The Miraflores locks are the first pair of locks encountered by ships entering the canal from the Pacific Ocean. This building is the Miraflores lock house from which the locks are operated.
The canal locks are paired with two locks side-by-side to allow two-way traffic. The locks can also be operated in parallel in the same direction depending on the traffic flow requirements for the canal. A ship has to pass through three locks on each side of the canal to be raised to the level of Lake Gatun. Miraflores has two lock pairs. The third pair of locks on the Pacific side is at Pedro Miguel; about 3/4 mile upstream of the Miraflores locks.

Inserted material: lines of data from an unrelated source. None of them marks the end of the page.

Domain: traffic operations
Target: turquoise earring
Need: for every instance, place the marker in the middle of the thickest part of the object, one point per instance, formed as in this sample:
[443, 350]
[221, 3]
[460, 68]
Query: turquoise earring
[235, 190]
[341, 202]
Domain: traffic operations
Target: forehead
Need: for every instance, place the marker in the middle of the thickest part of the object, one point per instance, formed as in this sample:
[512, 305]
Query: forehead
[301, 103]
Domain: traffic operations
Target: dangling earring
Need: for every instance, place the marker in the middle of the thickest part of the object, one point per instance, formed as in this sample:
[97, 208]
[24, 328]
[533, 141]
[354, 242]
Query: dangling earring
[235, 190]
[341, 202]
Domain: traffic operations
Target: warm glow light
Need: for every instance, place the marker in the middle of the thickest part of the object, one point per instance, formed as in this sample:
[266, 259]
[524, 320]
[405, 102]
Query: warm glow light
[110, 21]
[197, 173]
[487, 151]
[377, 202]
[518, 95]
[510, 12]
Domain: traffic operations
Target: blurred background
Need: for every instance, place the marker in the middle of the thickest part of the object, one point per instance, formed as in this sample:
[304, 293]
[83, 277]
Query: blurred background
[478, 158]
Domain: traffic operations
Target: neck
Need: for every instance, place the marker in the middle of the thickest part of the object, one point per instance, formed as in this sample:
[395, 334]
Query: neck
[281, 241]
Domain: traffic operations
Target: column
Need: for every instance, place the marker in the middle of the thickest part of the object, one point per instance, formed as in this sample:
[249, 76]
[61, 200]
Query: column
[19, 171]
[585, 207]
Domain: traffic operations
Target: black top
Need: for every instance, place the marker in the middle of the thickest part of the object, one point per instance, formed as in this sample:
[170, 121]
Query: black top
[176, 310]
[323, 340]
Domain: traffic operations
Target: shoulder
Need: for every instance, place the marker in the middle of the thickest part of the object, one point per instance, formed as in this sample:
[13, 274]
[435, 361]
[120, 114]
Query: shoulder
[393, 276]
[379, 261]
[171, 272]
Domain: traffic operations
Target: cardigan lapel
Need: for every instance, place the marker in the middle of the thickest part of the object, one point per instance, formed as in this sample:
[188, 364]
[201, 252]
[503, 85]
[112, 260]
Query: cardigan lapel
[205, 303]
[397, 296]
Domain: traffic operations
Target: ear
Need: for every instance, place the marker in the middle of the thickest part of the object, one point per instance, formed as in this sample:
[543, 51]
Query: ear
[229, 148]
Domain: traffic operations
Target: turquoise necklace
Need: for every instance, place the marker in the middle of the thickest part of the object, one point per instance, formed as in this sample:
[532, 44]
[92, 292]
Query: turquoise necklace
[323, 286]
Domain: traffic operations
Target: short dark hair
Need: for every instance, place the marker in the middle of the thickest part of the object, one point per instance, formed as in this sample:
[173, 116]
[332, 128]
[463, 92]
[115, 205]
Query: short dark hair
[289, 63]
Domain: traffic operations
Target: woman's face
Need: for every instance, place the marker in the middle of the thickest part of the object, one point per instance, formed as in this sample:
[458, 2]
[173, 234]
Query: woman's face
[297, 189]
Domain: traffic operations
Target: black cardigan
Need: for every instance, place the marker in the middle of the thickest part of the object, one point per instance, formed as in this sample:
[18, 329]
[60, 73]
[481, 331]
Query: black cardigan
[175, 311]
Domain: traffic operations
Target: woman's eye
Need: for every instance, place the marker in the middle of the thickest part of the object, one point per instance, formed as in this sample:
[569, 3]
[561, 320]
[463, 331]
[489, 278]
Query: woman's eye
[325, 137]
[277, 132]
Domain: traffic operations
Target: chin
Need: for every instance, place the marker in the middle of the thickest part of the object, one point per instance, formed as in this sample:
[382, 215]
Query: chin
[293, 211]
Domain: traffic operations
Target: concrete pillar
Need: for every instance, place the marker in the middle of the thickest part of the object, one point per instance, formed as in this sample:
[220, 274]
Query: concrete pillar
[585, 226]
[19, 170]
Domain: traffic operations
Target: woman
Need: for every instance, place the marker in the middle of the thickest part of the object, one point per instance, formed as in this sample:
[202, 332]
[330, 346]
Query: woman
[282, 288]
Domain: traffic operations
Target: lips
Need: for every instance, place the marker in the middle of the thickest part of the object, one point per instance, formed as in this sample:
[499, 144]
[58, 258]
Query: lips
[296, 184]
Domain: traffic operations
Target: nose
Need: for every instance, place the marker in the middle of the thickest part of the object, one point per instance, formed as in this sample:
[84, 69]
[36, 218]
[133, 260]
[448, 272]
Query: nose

The lock gates at Miraflores are the tallest of the three (the others being Gatun and Pedro Miguel), which is due to the extreme tidal variation that takes place in the Pacific Ocean; the tidal variation on the Atlantic coast is by far less. Miraflores Locks are slightly over one mile long, from beginning to end.
This is the first set of locks situated on the Pacific entrance of the Panama Canal. The locomotives maneuver the ships through the locks prior to being raised or lowered 27 feet per chamber. Twenty six million gallons of water is transferred in only 7 minutes and all done by gravity.
Miraflores Locks, completed in May of 1913, stand at the Pacific entrance to the Panama Canal. They link the Pacific Ocean with the manmade Miraflores Lake, raising and lowering ships 54 feet (16.5 meters) in two impressive steps. Of the canal’s three sets of locks, these are the easiest to reach from Panama City and the best equipped to handle visitors.